Он и не особенно сопротивлялся — в школе они все учились автоделу, и в деревне любой пацан мог водить хоть трактор, хоть грузовик. А страсть Алены к автовождению Леха уже не раз проверил — за «порулить» она могла ему потом и кое-что позволить. Не все, конечно, но все-таки…
Однако в этот день — после стычки с Федором и отказа Жукова — у Алены было иное настроение. Спустив на противоположном берегу трактор с парома, она вдруг до упора выжала педаль газа — так, что трактор сорвался с места, и в прицепе все попадали с ног. Но Алена, не обращая на это никакого внимания, все гнала и гнала трактор, выписывая им кренделя по полям и лугам. В прицепе всех болтало, они что-то кричали, размахивали руками, Леха пытался перехватить у Алены рычаги, но Алена, хохоча, пела что-то из репертуара Патрисии Каас и закладывала новый вираж, да такой, что Леху отшатывало в сторону и едва не сносило с трактора.
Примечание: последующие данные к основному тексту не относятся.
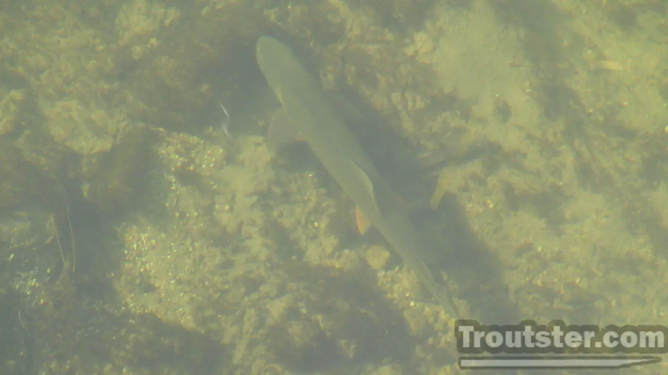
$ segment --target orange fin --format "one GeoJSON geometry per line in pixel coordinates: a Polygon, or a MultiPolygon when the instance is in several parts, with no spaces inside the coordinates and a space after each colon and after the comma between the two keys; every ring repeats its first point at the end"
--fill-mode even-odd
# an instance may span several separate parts
{"type": "Polygon", "coordinates": [[[371,223],[367,219],[364,214],[359,210],[359,208],[355,208],[355,221],[357,224],[357,230],[359,232],[359,234],[365,234],[369,232],[369,229],[371,228],[371,223]]]}

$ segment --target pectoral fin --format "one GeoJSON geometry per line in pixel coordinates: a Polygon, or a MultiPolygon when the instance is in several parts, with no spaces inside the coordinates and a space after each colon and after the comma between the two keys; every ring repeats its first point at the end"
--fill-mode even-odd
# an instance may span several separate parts
{"type": "Polygon", "coordinates": [[[285,111],[279,111],[269,125],[267,143],[272,150],[276,151],[296,140],[299,140],[299,133],[285,111]]]}
{"type": "Polygon", "coordinates": [[[355,208],[355,222],[357,225],[357,231],[359,232],[359,234],[366,234],[371,228],[371,222],[369,221],[369,219],[367,219],[359,207],[355,208]]]}

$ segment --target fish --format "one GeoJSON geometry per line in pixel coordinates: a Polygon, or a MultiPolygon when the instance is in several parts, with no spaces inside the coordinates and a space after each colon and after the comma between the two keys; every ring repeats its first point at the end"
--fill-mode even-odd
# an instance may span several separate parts
{"type": "Polygon", "coordinates": [[[446,286],[436,280],[423,258],[427,243],[319,83],[289,47],[272,37],[261,37],[255,52],[261,71],[293,127],[291,132],[309,145],[355,203],[357,217],[365,218],[382,234],[436,302],[458,318],[446,286]]]}
{"type": "Polygon", "coordinates": [[[220,108],[222,109],[222,113],[225,115],[225,119],[220,121],[220,127],[222,128],[222,131],[225,133],[225,135],[229,137],[230,135],[230,113],[227,113],[227,109],[223,106],[222,103],[218,103],[220,108]]]}

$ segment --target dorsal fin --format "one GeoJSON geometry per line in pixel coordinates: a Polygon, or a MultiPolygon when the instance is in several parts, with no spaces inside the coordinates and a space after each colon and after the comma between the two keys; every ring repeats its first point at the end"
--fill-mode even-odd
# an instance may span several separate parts
{"type": "Polygon", "coordinates": [[[363,171],[355,161],[351,160],[350,163],[352,165],[353,169],[355,171],[355,173],[359,177],[359,180],[364,184],[364,188],[369,194],[369,196],[371,198],[373,204],[376,205],[375,197],[373,194],[373,182],[371,181],[371,179],[369,178],[369,175],[366,172],[363,171]]]}

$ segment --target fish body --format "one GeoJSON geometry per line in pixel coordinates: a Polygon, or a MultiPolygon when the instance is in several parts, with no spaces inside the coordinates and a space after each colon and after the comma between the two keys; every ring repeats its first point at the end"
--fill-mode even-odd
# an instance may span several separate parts
{"type": "Polygon", "coordinates": [[[327,171],[373,226],[417,274],[432,296],[457,316],[452,296],[430,271],[421,252],[426,244],[408,216],[395,204],[389,182],[381,175],[332,106],[319,83],[289,47],[262,37],[258,65],[281,101],[294,131],[305,141],[327,171]]]}

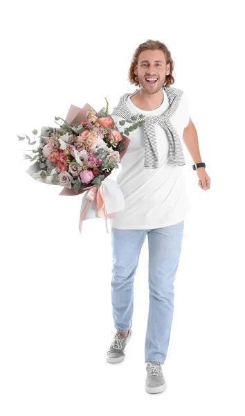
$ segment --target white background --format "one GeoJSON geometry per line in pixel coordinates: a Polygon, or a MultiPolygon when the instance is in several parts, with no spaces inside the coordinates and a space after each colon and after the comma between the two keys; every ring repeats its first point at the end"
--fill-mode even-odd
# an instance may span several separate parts
{"type": "MultiPolygon", "coordinates": [[[[2,416],[244,414],[244,36],[242,2],[12,2],[1,24],[2,416]],[[114,331],[110,234],[78,231],[81,196],[39,183],[29,135],[71,104],[96,110],[134,91],[127,71],[147,39],[170,49],[211,187],[186,148],[185,221],[164,393],[145,391],[147,242],[135,277],[126,358],[105,361],[114,331]]],[[[113,173],[116,178],[118,172],[113,173]]]]}

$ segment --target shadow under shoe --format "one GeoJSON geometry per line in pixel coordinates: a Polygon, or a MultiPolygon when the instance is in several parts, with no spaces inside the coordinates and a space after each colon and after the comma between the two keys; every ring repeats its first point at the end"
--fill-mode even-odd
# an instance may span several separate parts
{"type": "Polygon", "coordinates": [[[114,339],[107,352],[106,359],[107,363],[120,363],[125,358],[125,351],[126,345],[132,336],[132,330],[131,328],[129,329],[126,337],[120,333],[115,333],[114,332],[111,332],[111,333],[114,334],[114,339]]]}

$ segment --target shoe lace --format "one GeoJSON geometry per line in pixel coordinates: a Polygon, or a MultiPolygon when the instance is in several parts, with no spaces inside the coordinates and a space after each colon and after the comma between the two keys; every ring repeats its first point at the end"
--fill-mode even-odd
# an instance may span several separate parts
{"type": "Polygon", "coordinates": [[[122,349],[122,340],[120,338],[119,336],[121,337],[122,335],[120,333],[114,333],[114,332],[111,332],[114,336],[114,340],[112,341],[111,348],[115,348],[115,349],[122,349]]]}
{"type": "Polygon", "coordinates": [[[149,363],[147,363],[147,366],[150,374],[153,376],[157,376],[158,374],[160,364],[152,364],[149,361],[149,363]]]}

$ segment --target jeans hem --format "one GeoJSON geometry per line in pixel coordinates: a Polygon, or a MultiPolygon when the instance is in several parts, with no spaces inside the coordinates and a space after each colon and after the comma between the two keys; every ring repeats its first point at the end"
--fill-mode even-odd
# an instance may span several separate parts
{"type": "Polygon", "coordinates": [[[149,362],[151,362],[151,363],[157,363],[158,364],[160,364],[160,365],[163,365],[164,364],[164,361],[156,361],[154,358],[152,360],[145,361],[145,364],[147,364],[149,362]]]}
{"type": "Polygon", "coordinates": [[[118,328],[118,327],[116,327],[116,325],[114,325],[116,329],[117,329],[118,331],[120,331],[120,332],[127,332],[127,331],[129,331],[130,328],[129,328],[128,329],[120,329],[120,328],[118,328]]]}

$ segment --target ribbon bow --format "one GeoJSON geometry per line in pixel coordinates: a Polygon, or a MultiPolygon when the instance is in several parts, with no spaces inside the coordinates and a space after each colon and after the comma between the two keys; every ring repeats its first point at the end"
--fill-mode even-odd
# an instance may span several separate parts
{"type": "Polygon", "coordinates": [[[107,227],[107,219],[108,218],[114,218],[115,213],[107,214],[106,211],[106,209],[105,209],[105,188],[103,187],[103,184],[101,184],[101,185],[98,188],[96,188],[96,186],[93,187],[93,188],[89,189],[87,195],[86,196],[86,198],[87,198],[88,200],[87,201],[87,202],[84,207],[84,209],[82,209],[82,211],[81,212],[80,218],[80,221],[79,221],[79,231],[80,232],[80,234],[82,234],[82,221],[85,218],[86,213],[88,210],[89,203],[90,203],[90,202],[91,202],[91,201],[93,202],[95,200],[96,200],[96,207],[97,208],[98,214],[99,217],[105,220],[105,226],[106,226],[107,232],[109,234],[108,227],[107,227]]]}

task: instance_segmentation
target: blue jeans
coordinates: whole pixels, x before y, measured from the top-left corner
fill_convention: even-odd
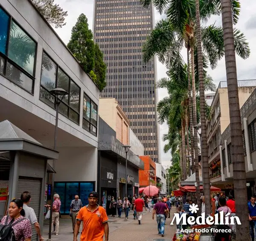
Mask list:
[[[121,217],[121,213],[122,212],[122,207],[117,208],[117,212],[118,213],[118,216]]]
[[[157,214],[157,222],[158,233],[164,234],[164,225],[165,224],[164,214]]]
[[[129,208],[125,209],[125,218],[128,218],[129,215]]]
[[[256,221],[250,221],[250,232],[252,238],[252,241],[254,241],[254,229],[256,231]]]

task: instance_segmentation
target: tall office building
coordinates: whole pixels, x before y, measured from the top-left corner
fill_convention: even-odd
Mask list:
[[[104,54],[107,86],[102,97],[116,98],[145,147],[159,162],[156,64],[142,60],[142,46],[152,29],[154,9],[140,0],[95,0],[94,40]]]

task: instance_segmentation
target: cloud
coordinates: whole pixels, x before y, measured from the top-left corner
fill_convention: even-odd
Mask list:
[[[57,32],[64,43],[67,44],[71,36],[72,27],[75,24],[77,18],[81,13],[84,13],[88,20],[89,28],[92,29],[93,16],[93,0],[55,0],[56,3],[59,4],[64,10],[67,10],[68,16],[66,20],[67,24],[61,29],[56,29]],[[256,17],[254,17],[255,9],[256,9],[256,1],[251,0],[243,0],[241,1],[241,9],[240,14],[239,21],[235,26],[243,32],[249,43],[251,49],[250,58],[244,60],[237,56],[236,58],[237,75],[239,79],[250,79],[256,78],[256,46],[253,43],[256,42],[255,31],[252,30],[256,29]],[[154,20],[156,23],[165,17],[164,15],[160,15],[155,10]],[[214,16],[211,18],[207,25],[215,23],[216,26],[221,26],[221,16]],[[184,60],[186,61],[186,50],[183,49],[182,52]],[[167,70],[165,67],[157,61],[157,79],[167,77]],[[209,73],[212,77],[214,82],[218,86],[220,81],[225,81],[226,67],[225,59],[224,58],[220,60],[218,65],[215,70],[209,68]],[[160,89],[158,90],[159,99],[168,94],[166,90]],[[162,140],[163,135],[168,132],[168,127],[166,123],[160,126],[160,151],[162,163],[163,166],[170,166],[171,156],[170,153],[165,154],[163,149],[165,142]]]

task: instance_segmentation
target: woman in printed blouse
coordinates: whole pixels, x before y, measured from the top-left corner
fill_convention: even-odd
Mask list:
[[[32,232],[30,222],[26,219],[15,224],[19,220],[24,218],[25,212],[23,209],[23,202],[20,199],[14,199],[9,205],[9,216],[5,216],[1,220],[1,224],[5,225],[6,219],[8,217],[7,224],[13,220],[12,229],[14,231],[16,241],[31,241]]]

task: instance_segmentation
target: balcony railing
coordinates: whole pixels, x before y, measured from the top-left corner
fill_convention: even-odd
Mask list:
[[[253,92],[251,94],[251,95],[247,99],[245,103],[240,110],[241,113],[241,118],[242,122],[243,122],[243,118],[245,117],[246,114],[247,113],[248,110],[251,109],[254,110],[256,109],[255,105],[255,101],[256,100],[256,89],[253,90]]]
[[[256,86],[256,79],[247,79],[238,80],[237,84],[239,87],[250,87]],[[218,88],[227,88],[227,81],[221,81],[219,84]]]

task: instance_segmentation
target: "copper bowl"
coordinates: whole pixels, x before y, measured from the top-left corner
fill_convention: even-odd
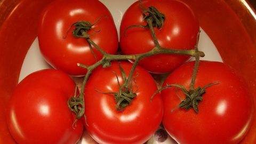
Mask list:
[[[6,107],[37,36],[38,15],[52,1],[0,1],[0,143],[15,143],[5,123]],[[256,106],[256,13],[252,6],[255,2],[182,1],[193,9],[223,62],[244,76]],[[256,118],[254,121],[242,143],[256,143]]]

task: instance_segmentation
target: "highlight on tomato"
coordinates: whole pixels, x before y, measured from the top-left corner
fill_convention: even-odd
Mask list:
[[[67,105],[75,91],[73,79],[60,70],[42,70],[26,77],[7,108],[6,123],[16,142],[76,143],[84,126]]]
[[[149,24],[148,20],[153,21],[152,23]],[[157,39],[156,43],[150,33],[150,25]],[[183,2],[138,1],[128,8],[123,17],[120,26],[121,49],[125,54],[147,52],[155,46],[193,49],[199,30],[196,15]],[[151,73],[164,74],[171,72],[189,58],[188,55],[158,54],[142,59],[139,64]]]
[[[170,86],[161,91],[165,128],[179,143],[238,143],[254,117],[246,84],[226,64],[201,61],[188,90],[194,65],[179,67],[163,85]]]
[[[148,71],[138,66],[124,85],[132,67],[113,62],[97,68],[85,85],[84,124],[100,143],[143,143],[161,122],[163,102],[159,93],[150,101],[157,87]]]
[[[53,67],[70,75],[85,75],[87,70],[77,63],[92,65],[102,57],[88,38],[106,53],[115,54],[117,50],[113,18],[99,1],[55,0],[44,9],[39,19],[42,54]]]

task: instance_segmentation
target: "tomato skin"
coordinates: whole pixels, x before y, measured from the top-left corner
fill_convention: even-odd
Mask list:
[[[128,76],[132,64],[121,63]],[[117,111],[114,95],[100,92],[118,92],[115,73],[122,84],[123,79],[116,62],[113,62],[111,67],[95,69],[91,76],[84,92],[86,117],[84,125],[90,135],[100,143],[143,143],[152,136],[161,123],[162,98],[160,94],[157,94],[150,102],[150,97],[157,90],[157,86],[151,76],[137,67],[134,73],[136,85],[133,87],[137,97],[123,111]]]
[[[170,75],[166,84],[183,85],[191,81],[194,62],[187,63]],[[212,82],[206,89],[196,114],[190,109],[177,109],[184,94],[173,89],[161,92],[164,101],[163,124],[179,143],[238,143],[245,135],[254,117],[252,97],[245,83],[235,70],[219,62],[202,61],[195,81],[195,88]]]
[[[110,12],[100,2],[57,0],[47,6],[40,17],[38,34],[40,50],[46,61],[69,75],[85,75],[87,70],[77,63],[90,65],[96,60],[85,38],[73,36],[74,26],[68,30],[78,21],[93,23],[98,19],[93,30],[88,32],[89,35],[95,33],[90,37],[103,51],[114,54],[118,44],[116,28]],[[102,54],[94,47],[93,49],[97,59],[100,60]]]
[[[185,3],[176,0],[142,1],[145,7],[154,6],[166,17],[161,29],[154,28],[161,46],[181,50],[194,49],[199,27],[192,10]],[[120,27],[120,45],[124,54],[131,54],[148,52],[155,47],[149,29],[133,27],[143,25],[142,10],[139,2],[131,5],[124,13]],[[140,65],[150,72],[163,74],[171,72],[181,65],[189,57],[170,54],[153,55],[142,59]]]
[[[17,86],[7,108],[6,122],[19,143],[76,143],[83,130],[67,105],[76,85],[67,74],[46,69],[33,73]]]

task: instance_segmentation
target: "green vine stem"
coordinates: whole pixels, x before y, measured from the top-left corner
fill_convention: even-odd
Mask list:
[[[86,84],[90,75],[92,71],[101,65],[103,67],[109,67],[111,66],[111,62],[113,60],[132,60],[134,62],[133,67],[131,70],[130,73],[127,78],[125,78],[124,83],[120,86],[120,90],[118,94],[116,96],[117,98],[116,100],[120,99],[119,98],[122,97],[122,94],[126,93],[129,92],[127,90],[130,90],[131,87],[131,81],[132,77],[133,72],[136,68],[137,66],[139,63],[140,60],[144,59],[146,57],[148,57],[153,55],[160,54],[179,54],[179,55],[187,55],[191,57],[195,57],[196,61],[199,61],[199,57],[204,57],[204,53],[203,52],[198,51],[197,49],[197,45],[195,46],[194,49],[182,50],[175,49],[170,49],[166,47],[163,47],[160,46],[157,38],[155,34],[154,27],[161,29],[163,26],[163,22],[165,20],[164,15],[159,13],[159,12],[154,7],[149,7],[148,9],[145,8],[141,8],[143,11],[143,16],[145,20],[147,22],[147,25],[145,26],[132,26],[127,28],[131,28],[134,26],[139,26],[143,28],[149,28],[152,36],[152,38],[154,40],[155,46],[150,51],[141,54],[131,54],[131,55],[117,55],[117,54],[110,54],[105,52],[100,47],[99,47],[97,44],[93,42],[90,38],[90,35],[87,34],[87,31],[92,30],[92,27],[95,23],[91,24],[90,22],[80,21],[74,23],[71,26],[75,26],[75,29],[73,30],[73,35],[75,37],[84,38],[86,39],[89,44],[91,50],[93,54],[93,51],[92,50],[93,46],[97,50],[99,51],[102,54],[102,58],[101,59],[97,61],[95,63],[91,66],[86,66],[83,65],[82,63],[77,63],[77,65],[79,67],[87,69],[87,71],[84,76],[84,80],[82,85],[82,90],[81,94],[78,97],[74,97],[70,99],[68,101],[69,107],[71,110],[76,113],[76,118],[79,119],[84,115],[84,87]],[[98,20],[97,21],[98,21]],[[127,29],[126,29],[127,30]],[[97,34],[97,33],[100,32],[99,31],[96,31],[94,34]],[[199,35],[198,38],[199,38]],[[95,56],[95,55],[94,55]],[[199,62],[197,62],[199,63]],[[198,66],[197,67],[198,67]],[[197,71],[197,67],[195,67],[194,72],[193,73],[193,76],[195,77]],[[191,82],[191,89],[194,89],[194,80]],[[132,95],[132,94],[131,94]],[[115,96],[116,97],[116,96]],[[122,102],[117,101],[117,103],[118,105],[122,105],[119,102],[125,102],[130,103],[130,101],[122,100]],[[119,105],[118,105],[119,106]],[[119,107],[117,107],[117,110],[118,110]]]

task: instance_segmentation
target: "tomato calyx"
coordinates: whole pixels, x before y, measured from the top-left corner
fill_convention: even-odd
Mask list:
[[[109,94],[114,94],[115,100],[117,102],[116,108],[117,111],[123,111],[127,106],[129,106],[132,102],[132,99],[137,96],[136,93],[133,92],[133,81],[130,80],[127,78],[124,73],[124,70],[122,68],[120,62],[118,61],[118,66],[122,73],[123,79],[124,81],[123,84],[121,85],[117,75],[116,74],[116,77],[117,80],[117,84],[119,86],[118,92],[102,92],[96,90],[97,91]],[[113,71],[113,73],[115,73]]]
[[[76,94],[77,90],[77,86],[76,86],[75,90],[75,94],[73,97],[71,97],[68,101],[68,106],[71,111],[76,114],[76,121],[74,122],[75,124],[77,119],[81,118],[84,113],[84,102],[83,98],[81,97],[81,94]],[[73,125],[73,127],[74,125]]]
[[[126,28],[124,33],[125,35],[126,31],[130,28],[133,27],[140,27],[142,28],[148,28],[150,26],[156,27],[158,29],[162,29],[164,26],[164,22],[165,20],[165,16],[164,14],[160,12],[154,6],[150,6],[148,7],[143,6],[140,1],[139,6],[140,9],[142,11],[143,19],[147,22],[147,25],[134,25],[131,26]],[[149,21],[150,21],[149,22]],[[151,26],[149,26],[150,25]]]
[[[161,27],[163,26],[163,24],[161,24],[158,22],[161,21],[163,22],[164,21],[164,15],[160,13],[158,13],[158,11],[156,9],[152,6],[147,10],[146,10],[146,11],[153,11],[153,12],[149,12],[149,14],[146,14],[146,13],[144,13],[143,14],[145,15],[146,15],[145,17],[146,18],[145,19],[146,19],[146,20],[147,21],[147,25],[146,26],[134,26],[144,27],[148,27],[152,36],[152,38],[154,39],[155,46],[151,51],[143,53],[130,55],[110,54],[102,50],[102,49],[101,49],[96,43],[95,43],[91,39],[91,38],[90,38],[90,35],[88,35],[87,33],[87,31],[86,31],[86,30],[89,31],[92,29],[91,26],[94,25],[93,23],[95,23],[96,22],[97,22],[100,19],[100,18],[98,19],[96,21],[96,22],[93,23],[93,24],[90,24],[90,23],[87,22],[81,21],[74,23],[70,26],[70,27],[74,26],[75,26],[75,29],[73,30],[73,33],[74,34],[73,35],[73,36],[77,38],[85,38],[86,41],[88,42],[92,53],[94,54],[94,52],[92,49],[92,46],[94,46],[94,48],[95,48],[97,50],[98,50],[101,53],[101,54],[102,55],[102,58],[100,60],[97,60],[96,57],[95,56],[95,54],[94,54],[96,61],[94,64],[90,66],[87,66],[83,65],[82,63],[77,63],[78,66],[83,68],[85,68],[87,69],[87,71],[85,76],[84,76],[84,81],[83,81],[83,83],[82,84],[82,89],[81,90],[81,92],[80,93],[80,95],[78,97],[70,99],[70,100],[69,101],[69,105],[73,104],[72,102],[72,102],[72,101],[79,102],[77,103],[77,105],[79,105],[80,102],[84,102],[84,87],[86,84],[86,82],[87,81],[89,76],[93,69],[94,69],[99,66],[102,66],[102,67],[107,67],[110,66],[111,61],[131,60],[134,61],[133,66],[130,70],[130,73],[128,77],[126,78],[126,77],[123,77],[124,81],[124,83],[122,86],[119,86],[119,91],[117,93],[111,93],[114,95],[115,99],[116,99],[116,101],[117,102],[117,110],[120,111],[123,110],[126,107],[130,105],[132,101],[131,100],[136,97],[136,93],[131,90],[131,87],[132,87],[132,86],[131,86],[131,85],[132,83],[132,82],[133,72],[137,66],[138,65],[139,61],[141,59],[151,55],[159,54],[187,55],[195,57],[196,60],[198,59],[198,60],[199,57],[204,57],[205,55],[204,52],[199,51],[197,49],[197,45],[196,45],[196,47],[195,47],[195,49],[192,50],[179,50],[175,49],[165,48],[161,46],[158,42],[158,39],[155,35],[154,26],[158,26],[160,28]],[[153,15],[153,14],[156,14],[156,16],[154,14]],[[149,17],[150,15],[151,16]],[[157,20],[157,22],[156,22],[155,19],[155,18],[156,18],[156,19],[159,19],[159,20]],[[130,26],[127,29],[129,29],[129,28],[131,28],[134,26]],[[96,32],[100,31],[98,31]],[[94,34],[97,34],[97,33]],[[196,70],[195,70],[195,73],[196,73]],[[193,84],[191,84],[191,85],[193,85]],[[193,88],[193,89],[194,90],[194,87]],[[80,110],[80,111],[81,111],[81,113],[76,113],[77,118],[79,118],[81,117],[81,114],[84,111],[84,106],[82,106],[82,107],[83,107]],[[79,115],[78,115],[78,114]]]
[[[148,19],[152,21],[152,26],[158,29],[161,29],[165,20],[165,16],[162,13],[161,13],[156,7],[151,6],[148,8],[142,7],[141,2],[140,4],[140,7],[142,10],[143,19],[146,21]]]

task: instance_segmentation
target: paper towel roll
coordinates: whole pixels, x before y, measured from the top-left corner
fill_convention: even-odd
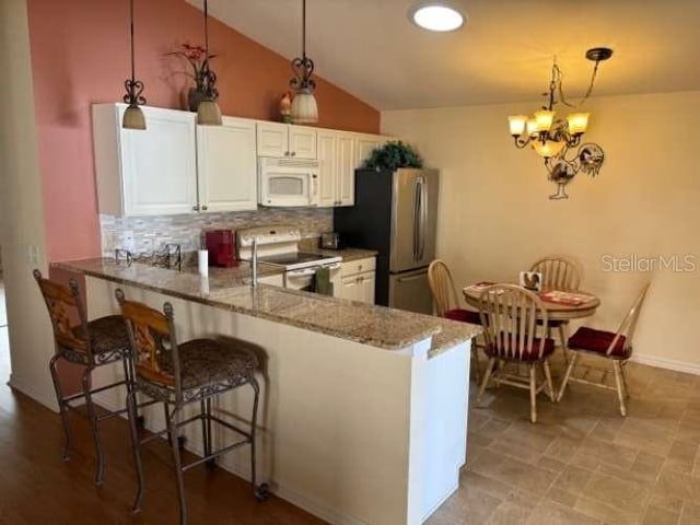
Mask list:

Наконец трактор выскочил на асфальтированную дорогу Новгород — Тверь — Москва и остановился у придорожного сельпо. Парни и девчата посыпались из прицепа.
— Леха, кому ты трактор дал?!
— Она ж чумная!
— Ей лечиться надо!
— Я чуть голову не сломала!..
Леха отдал Алене плейер и вытащил ключ из замка зажигания.
— Охолонись, психованная! Постереги машину…
Ругая Алену, парни и девчата, переждав проходивших коров, ушли в магазин, а Алена уселась под солнцем на бревно у дороги, вставила в уши наушники и в такт новой песне закачала головой, отлетая со своей любимой Каас в заоблачные выси и дали.
Там, в этих заоблачных высях, все было хорошо — там плыли облака, пышные, как взбитые сливки, там пели ангелы с крыльями, как у лебедей, а прямо перед Аленой вдруг остановился спортивный кабриолет с сияющими лаковыми крыльями, кожаными креслами и никелированной панелью приборов. За рулем этого роскошного космического авто сидел загорелый красавец в белоснежной рубашке со стоячим, как у киношных звезд, воротником. Повернувшись к Алене, он что-то сказал ей, но она не слышала его из-за музыки в наушниках.